High-paying junior ISA has strings attached
The end of the tax year is fast approaching and in just 48 days the 2012-13 tax year kicks off.
From what I've seen over the past couple of weeks the banks and building societies are already working flat out to ensure they grab a decent share of the action.
It's headline rates that tend to catch people's attention, so you can imagine there were plenty of eyebrows raised this week when Halifax said it would pay 6 per cent on a Junior ISA – double the rate that most accounts currently offer. A rate so out of kilter with the rest of the market usually comes with some strings attached, and the Halifax offer is no exception.
To qualify for the enhanced Junior ISA rate, one of the child's parents must also hold an ISA product with Halifax.
If you compare the Halifax ISA Saver Online, which pays 2.6 per cent, against the current market leader from Nationwide Building Society at 3.1 per cent, and invest £5,340 for 12 months, you'll be £26.70 worse off with the Halifax. However, in this instance you need to consider the combined result of holding both an adult account and the Junior ISA, as someone with the Nationwide best buy would be able to earn a maximum of only3 per cent on the junior account.
If you open the Halifax Junior ISA at 6 per cent and fund it with at least £900, the net effect is that you'll recoup the £27 you're losing on the adult ISA deal.

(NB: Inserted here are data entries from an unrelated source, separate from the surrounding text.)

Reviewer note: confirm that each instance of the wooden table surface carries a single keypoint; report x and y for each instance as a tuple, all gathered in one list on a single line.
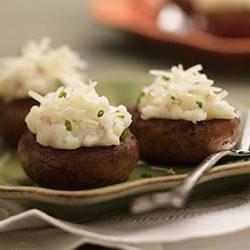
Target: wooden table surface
[(112, 56)]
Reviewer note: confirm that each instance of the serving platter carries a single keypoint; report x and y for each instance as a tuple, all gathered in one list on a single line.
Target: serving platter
[(132, 18), (75, 205)]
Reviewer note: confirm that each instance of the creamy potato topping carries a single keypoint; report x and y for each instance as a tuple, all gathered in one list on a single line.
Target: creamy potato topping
[(76, 116), (181, 94), (39, 68)]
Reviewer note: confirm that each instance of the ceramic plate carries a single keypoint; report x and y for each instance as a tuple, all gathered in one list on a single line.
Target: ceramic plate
[(14, 184), (130, 17)]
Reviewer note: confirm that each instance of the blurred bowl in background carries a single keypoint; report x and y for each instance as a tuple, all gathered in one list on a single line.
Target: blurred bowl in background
[(128, 16), (220, 17)]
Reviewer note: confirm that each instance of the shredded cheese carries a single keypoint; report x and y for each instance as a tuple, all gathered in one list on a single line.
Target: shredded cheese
[(181, 94), (39, 68), (77, 118)]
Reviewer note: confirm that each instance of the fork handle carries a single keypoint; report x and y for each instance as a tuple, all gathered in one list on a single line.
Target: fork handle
[(184, 189), (178, 196)]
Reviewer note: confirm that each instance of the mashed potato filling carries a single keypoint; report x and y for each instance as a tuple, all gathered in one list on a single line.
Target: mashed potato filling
[(222, 5), (39, 68), (181, 94), (76, 116)]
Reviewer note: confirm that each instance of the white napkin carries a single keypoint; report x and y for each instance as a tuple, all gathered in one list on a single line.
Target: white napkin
[(215, 221)]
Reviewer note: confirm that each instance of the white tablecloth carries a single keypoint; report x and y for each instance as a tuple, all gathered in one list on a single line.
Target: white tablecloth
[(214, 222)]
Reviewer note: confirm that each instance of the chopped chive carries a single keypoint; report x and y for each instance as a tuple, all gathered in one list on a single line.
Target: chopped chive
[(200, 105), (142, 94), (68, 125), (146, 175), (62, 94), (59, 83), (100, 113), (121, 116), (125, 134)]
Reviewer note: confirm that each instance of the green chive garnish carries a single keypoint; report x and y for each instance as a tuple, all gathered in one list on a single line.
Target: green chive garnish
[(62, 94), (146, 175), (59, 83), (125, 134), (200, 105), (68, 125), (100, 113), (121, 116)]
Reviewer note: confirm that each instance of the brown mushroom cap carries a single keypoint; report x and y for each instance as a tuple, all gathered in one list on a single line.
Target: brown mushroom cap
[(83, 168), (183, 142), (12, 124)]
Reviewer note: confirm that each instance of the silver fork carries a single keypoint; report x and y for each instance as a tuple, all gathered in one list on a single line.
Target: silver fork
[(177, 197)]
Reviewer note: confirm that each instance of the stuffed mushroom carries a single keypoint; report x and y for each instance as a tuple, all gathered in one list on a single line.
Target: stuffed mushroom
[(39, 68), (77, 140), (181, 118)]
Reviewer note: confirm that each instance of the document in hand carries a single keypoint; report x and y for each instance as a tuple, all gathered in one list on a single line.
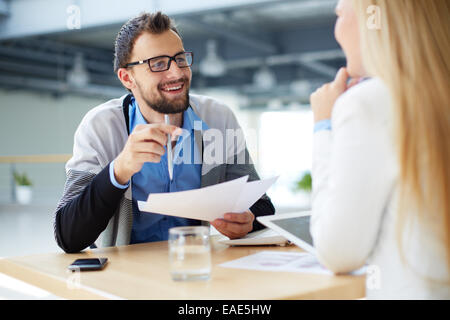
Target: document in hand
[(208, 203)]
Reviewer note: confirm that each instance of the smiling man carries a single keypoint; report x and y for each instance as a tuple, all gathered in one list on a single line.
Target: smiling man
[(120, 157)]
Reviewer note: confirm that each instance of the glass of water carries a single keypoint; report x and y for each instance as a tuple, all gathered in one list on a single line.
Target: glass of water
[(189, 253)]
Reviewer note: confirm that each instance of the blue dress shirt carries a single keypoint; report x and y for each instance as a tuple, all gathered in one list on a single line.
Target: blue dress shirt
[(154, 178)]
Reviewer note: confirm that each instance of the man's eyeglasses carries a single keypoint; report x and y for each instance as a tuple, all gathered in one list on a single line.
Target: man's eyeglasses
[(162, 63)]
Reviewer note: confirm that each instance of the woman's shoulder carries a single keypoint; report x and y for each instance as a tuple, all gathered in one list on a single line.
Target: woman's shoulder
[(370, 97)]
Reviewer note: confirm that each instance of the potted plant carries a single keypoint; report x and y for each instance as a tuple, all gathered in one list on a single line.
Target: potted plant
[(304, 187), (24, 192)]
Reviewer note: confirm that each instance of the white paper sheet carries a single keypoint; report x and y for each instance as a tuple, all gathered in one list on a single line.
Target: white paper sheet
[(257, 238), (208, 203), (282, 261)]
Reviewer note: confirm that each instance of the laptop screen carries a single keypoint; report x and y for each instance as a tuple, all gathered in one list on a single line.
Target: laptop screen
[(298, 226)]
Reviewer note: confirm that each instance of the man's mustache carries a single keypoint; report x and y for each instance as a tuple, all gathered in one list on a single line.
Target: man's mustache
[(184, 80)]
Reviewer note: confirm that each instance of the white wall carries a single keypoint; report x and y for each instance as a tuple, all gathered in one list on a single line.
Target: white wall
[(34, 123)]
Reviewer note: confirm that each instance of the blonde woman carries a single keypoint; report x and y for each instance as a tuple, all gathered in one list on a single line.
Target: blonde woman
[(381, 159)]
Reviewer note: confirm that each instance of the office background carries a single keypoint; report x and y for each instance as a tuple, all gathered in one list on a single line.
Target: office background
[(261, 57)]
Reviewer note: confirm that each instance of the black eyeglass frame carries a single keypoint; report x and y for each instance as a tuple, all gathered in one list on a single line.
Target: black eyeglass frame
[(168, 64)]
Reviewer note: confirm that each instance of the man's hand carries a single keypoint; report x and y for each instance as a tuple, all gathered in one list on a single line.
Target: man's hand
[(323, 99), (235, 225), (145, 144)]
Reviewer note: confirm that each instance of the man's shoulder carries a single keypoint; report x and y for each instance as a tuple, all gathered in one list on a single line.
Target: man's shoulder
[(109, 110)]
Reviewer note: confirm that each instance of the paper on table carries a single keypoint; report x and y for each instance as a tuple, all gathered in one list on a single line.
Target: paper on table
[(208, 203), (282, 261), (257, 238)]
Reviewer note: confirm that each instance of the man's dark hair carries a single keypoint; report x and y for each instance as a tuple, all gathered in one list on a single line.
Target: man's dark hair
[(155, 23)]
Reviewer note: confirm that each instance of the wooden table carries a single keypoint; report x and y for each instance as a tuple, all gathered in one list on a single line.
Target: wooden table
[(142, 272)]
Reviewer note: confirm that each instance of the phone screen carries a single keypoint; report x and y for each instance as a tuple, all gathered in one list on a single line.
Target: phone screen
[(88, 264)]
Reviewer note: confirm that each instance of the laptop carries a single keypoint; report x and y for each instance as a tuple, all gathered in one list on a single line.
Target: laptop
[(293, 226)]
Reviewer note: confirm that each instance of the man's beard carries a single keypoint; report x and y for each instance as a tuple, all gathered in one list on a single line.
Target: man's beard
[(163, 105)]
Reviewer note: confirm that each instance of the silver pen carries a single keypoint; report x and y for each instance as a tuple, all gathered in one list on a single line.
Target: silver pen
[(169, 149)]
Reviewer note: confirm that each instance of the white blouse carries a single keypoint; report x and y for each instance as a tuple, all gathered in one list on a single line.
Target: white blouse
[(354, 199)]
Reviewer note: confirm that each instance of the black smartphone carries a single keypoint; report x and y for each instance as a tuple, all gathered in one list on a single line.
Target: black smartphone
[(88, 264)]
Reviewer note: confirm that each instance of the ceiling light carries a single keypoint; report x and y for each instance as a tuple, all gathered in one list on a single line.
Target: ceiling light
[(264, 78), (212, 65), (78, 76)]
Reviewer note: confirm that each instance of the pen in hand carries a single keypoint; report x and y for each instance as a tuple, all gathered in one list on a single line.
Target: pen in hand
[(169, 149)]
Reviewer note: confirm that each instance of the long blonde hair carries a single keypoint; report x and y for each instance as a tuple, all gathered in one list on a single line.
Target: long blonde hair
[(406, 43)]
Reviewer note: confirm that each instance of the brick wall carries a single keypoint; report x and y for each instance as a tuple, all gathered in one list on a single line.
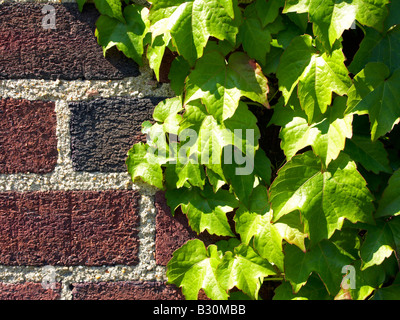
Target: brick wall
[(68, 209)]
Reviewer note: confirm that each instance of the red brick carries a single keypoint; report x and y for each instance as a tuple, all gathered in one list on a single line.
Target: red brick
[(69, 228), (34, 228), (28, 141), (104, 228), (126, 290), (28, 291), (70, 52)]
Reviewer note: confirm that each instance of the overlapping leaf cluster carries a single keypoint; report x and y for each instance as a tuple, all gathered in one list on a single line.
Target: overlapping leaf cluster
[(335, 202)]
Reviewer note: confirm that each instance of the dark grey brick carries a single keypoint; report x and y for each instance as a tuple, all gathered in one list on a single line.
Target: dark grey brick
[(103, 130)]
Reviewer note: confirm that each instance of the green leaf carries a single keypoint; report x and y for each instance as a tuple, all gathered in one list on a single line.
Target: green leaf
[(205, 209), (180, 69), (220, 85), (391, 292), (127, 37), (244, 269), (267, 240), (268, 11), (324, 197), (314, 289), (142, 164), (240, 131), (378, 47), (191, 23), (167, 113), (366, 281), (193, 267), (155, 53), (292, 229), (81, 3), (330, 18), (376, 92), (111, 8), (262, 166), (316, 75), (380, 242), (325, 259), (371, 155), (255, 38), (389, 204), (327, 137)]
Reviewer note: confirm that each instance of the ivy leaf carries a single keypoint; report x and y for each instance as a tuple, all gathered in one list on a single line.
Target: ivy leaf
[(111, 8), (292, 229), (378, 47), (210, 137), (380, 242), (255, 38), (155, 53), (194, 267), (81, 3), (389, 204), (244, 269), (324, 258), (205, 209), (268, 11), (314, 289), (324, 197), (330, 18), (220, 85), (371, 155), (391, 292), (191, 23), (177, 175), (317, 75), (141, 164), (366, 281), (127, 37), (180, 69), (167, 113), (327, 137), (254, 223), (376, 92), (262, 166)]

So if you're using the full adult ISA allowance in an easy access account, the Halifax Junior ISA is really only worth considering if you're investing £900 or more.
However there are some very competitive longer-term fixed-rate ISAs from Halifax, particularly the four-year option at 4.1 per cent and the five year rate at 4.2 per cent.
If you're only in the market for an adult ISA and want the flexibility of instant penalty-free access, the Online ISA (issue 3) from Nationwide currently tops the best buys at 3.1 per cent. There is a minimum balance requirement of £1,000.